The sequences are very similar to each other as we could observe in the alignment.

But how many amino acids are different between the various sequences?

Another questions we could askis “what is the largest number of differences amongst all the sequences?”

The calculation of a “distance matrix” could help, and clustalo can calculate such a matrix while performing the alignment.

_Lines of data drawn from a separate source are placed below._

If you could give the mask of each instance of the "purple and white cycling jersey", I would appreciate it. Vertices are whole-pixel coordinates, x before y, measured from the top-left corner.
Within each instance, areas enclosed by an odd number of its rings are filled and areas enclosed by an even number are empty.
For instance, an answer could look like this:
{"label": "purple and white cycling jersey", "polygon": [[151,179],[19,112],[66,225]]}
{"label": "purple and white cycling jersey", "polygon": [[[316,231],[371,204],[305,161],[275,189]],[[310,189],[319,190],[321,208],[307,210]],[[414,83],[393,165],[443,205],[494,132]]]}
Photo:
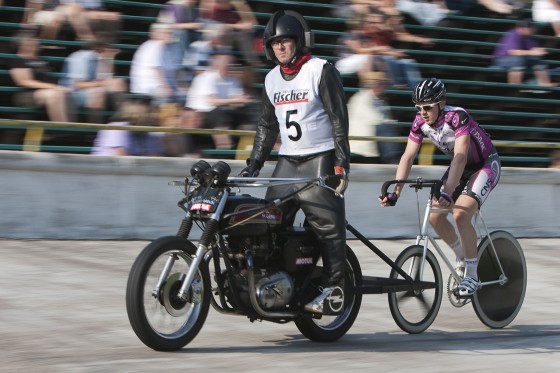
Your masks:
{"label": "purple and white cycling jersey", "polygon": [[471,168],[484,163],[492,153],[493,146],[490,136],[463,108],[446,106],[444,115],[433,127],[427,125],[424,118],[417,114],[408,138],[416,143],[421,143],[424,137],[428,137],[438,149],[453,158],[455,139],[469,134],[471,141],[466,167]]}
{"label": "purple and white cycling jersey", "polygon": [[[446,106],[444,115],[433,127],[427,125],[424,118],[417,114],[408,138],[420,144],[424,137],[428,137],[438,149],[453,158],[455,140],[466,135],[471,135],[467,164],[459,185],[453,192],[453,199],[466,194],[476,199],[480,207],[498,184],[501,162],[490,136],[465,109]],[[449,168],[443,180],[447,179],[448,173]]]}

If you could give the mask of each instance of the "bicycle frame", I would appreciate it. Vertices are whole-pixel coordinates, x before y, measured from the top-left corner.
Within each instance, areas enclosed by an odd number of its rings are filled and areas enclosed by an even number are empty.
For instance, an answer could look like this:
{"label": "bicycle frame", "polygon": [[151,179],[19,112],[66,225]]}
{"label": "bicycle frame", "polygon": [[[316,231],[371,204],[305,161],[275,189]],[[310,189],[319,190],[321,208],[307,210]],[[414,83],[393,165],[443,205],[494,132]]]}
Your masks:
{"label": "bicycle frame", "polygon": [[[444,208],[439,208],[439,207],[433,207],[433,197],[435,196],[435,193],[430,192],[429,196],[428,196],[428,201],[426,203],[426,207],[424,209],[424,217],[422,222],[420,222],[420,207],[419,207],[419,200],[418,200],[418,191],[420,189],[422,189],[422,187],[424,185],[430,186],[432,185],[432,182],[430,180],[425,180],[422,181],[421,178],[417,179],[417,180],[403,180],[401,181],[403,183],[410,183],[410,187],[413,187],[416,189],[416,199],[417,199],[417,204],[418,204],[418,219],[419,219],[419,229],[420,232],[419,234],[416,236],[416,244],[423,246],[424,247],[424,253],[422,255],[422,263],[420,264],[420,273],[423,274],[424,273],[424,263],[426,260],[426,252],[428,250],[428,244],[431,243],[433,245],[433,247],[435,248],[435,250],[437,251],[437,253],[439,254],[439,257],[443,260],[443,262],[445,263],[445,265],[447,266],[447,268],[449,268],[449,271],[451,272],[452,276],[455,278],[456,281],[460,282],[461,281],[461,277],[459,276],[459,274],[457,273],[457,271],[455,270],[453,264],[449,261],[449,259],[447,258],[447,256],[445,255],[443,249],[441,248],[441,246],[436,242],[434,236],[432,234],[430,234],[430,223],[429,223],[429,219],[430,219],[430,214],[431,213],[442,213],[442,214],[447,214],[452,212],[452,209],[444,209]],[[424,185],[422,185],[424,184]],[[503,285],[507,282],[507,276],[505,275],[504,269],[502,267],[502,264],[500,262],[500,259],[496,253],[496,248],[494,247],[494,243],[492,242],[492,239],[490,237],[490,232],[488,230],[488,227],[486,226],[486,223],[484,221],[484,218],[482,217],[482,213],[479,210],[476,211],[475,215],[474,215],[474,227],[475,230],[477,231],[477,237],[478,237],[478,242],[480,242],[484,237],[488,237],[489,238],[489,242],[490,242],[490,247],[492,248],[492,255],[494,257],[494,259],[496,260],[496,263],[498,264],[498,267],[500,268],[500,272],[501,275],[499,276],[498,279],[496,280],[492,280],[492,281],[485,281],[482,282],[481,285],[482,286],[487,286],[487,285],[492,285],[492,284],[500,284]]]}

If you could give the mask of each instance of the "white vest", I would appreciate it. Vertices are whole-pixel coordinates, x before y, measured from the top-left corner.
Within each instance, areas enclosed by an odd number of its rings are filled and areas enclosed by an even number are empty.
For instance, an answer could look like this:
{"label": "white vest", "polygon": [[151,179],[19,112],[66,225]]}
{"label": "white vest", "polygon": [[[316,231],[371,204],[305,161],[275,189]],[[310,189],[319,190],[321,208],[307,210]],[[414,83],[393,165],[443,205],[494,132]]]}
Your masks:
{"label": "white vest", "polygon": [[327,61],[312,58],[286,81],[276,66],[265,78],[266,94],[280,125],[280,155],[308,155],[334,149],[332,124],[319,96]]}

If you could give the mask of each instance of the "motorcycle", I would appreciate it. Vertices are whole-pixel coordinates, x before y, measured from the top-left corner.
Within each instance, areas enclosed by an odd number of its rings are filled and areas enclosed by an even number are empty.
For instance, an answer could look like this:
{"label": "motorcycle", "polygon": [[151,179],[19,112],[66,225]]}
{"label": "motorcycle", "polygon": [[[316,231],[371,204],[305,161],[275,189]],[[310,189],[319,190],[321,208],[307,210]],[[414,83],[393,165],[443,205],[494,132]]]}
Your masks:
{"label": "motorcycle", "polygon": [[[344,297],[331,296],[325,314],[304,305],[319,294],[322,260],[319,241],[307,224],[287,226],[278,206],[308,188],[328,188],[328,177],[231,177],[230,166],[200,160],[178,206],[185,212],[175,236],[152,241],[134,261],[126,289],[132,329],[148,347],[179,350],[202,329],[210,310],[243,315],[251,322],[293,322],[312,341],[344,336],[358,315],[362,271],[346,247]],[[297,184],[280,200],[241,193],[246,187]],[[334,190],[332,190],[335,193]],[[341,196],[342,197],[342,196]],[[193,225],[202,234],[189,240]],[[342,300],[343,299],[343,300]]]}

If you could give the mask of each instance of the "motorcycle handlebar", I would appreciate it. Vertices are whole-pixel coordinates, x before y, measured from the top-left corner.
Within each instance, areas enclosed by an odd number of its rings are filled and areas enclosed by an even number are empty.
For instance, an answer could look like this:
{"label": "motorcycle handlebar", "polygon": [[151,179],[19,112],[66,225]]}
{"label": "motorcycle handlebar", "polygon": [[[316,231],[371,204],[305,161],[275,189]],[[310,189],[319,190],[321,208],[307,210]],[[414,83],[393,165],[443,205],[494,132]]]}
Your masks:
{"label": "motorcycle handlebar", "polygon": [[383,183],[381,186],[381,198],[385,198],[387,196],[387,190],[391,185],[394,184],[410,184],[411,188],[416,190],[420,190],[423,188],[431,188],[430,193],[434,195],[436,198],[440,196],[441,186],[443,182],[439,179],[427,179],[424,180],[421,177],[417,179],[405,179],[405,180],[389,180]]}

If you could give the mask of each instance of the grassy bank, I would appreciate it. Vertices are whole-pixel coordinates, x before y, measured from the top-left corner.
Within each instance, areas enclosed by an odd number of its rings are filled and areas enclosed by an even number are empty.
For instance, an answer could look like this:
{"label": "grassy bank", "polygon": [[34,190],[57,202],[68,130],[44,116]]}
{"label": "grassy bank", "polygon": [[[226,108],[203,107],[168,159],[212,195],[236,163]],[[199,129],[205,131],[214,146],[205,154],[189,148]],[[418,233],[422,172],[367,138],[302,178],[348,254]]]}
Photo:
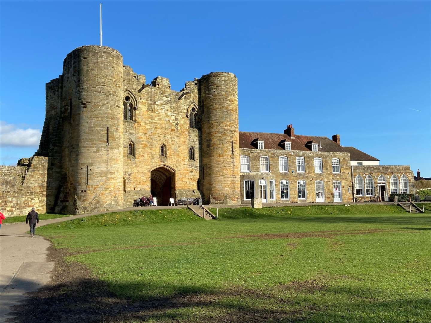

The qualifier --force is only necessary if the calculation needs to be run multiple times (e.g. when testing) to allow the overwriting of a previous file.

clustalo -i spike_filtered.fa -o spike_filtered_omega.fa -v  \
--distmat-out=spike_filtered_omega.dist \
--full  --force  

Or if using docker: (Windows users can refer to section 4.1 for specific Windows command format.)

docker run -it --rm -v $(pwd):/data -w /data \
pegi3s/clustalomega -i spike_filtered.fa -o spike_filtered_omega.fa -v \
--distmat-out=spike_filtered_omega.dist \
--full --force  

We can look at the text file of the matrix with the following command that will prevent “soft wrapping” of lines:

less -S spike_filtered_omega.dist

Here we print a few truncated lines to explore the format showing the first 4 lines and the first 60 characters of each line:

cut -c 1-60  < spike_filtered_omega.dist | head -4
32
QIU81885.1     0.000000 0.001571 0.001571 0.001571 0.001571 
QIU80913.1     0.001571 0.000000 0.001571 0.001571 0.001571 
QIU81585.1     0.001571 0.001571 0.000000 0.001571 0.001571 

In this case 32 is the number of sequences and is shown alone on the first line. (Current update now has 167 sequences.)

But these numbers are not very useful in themselves.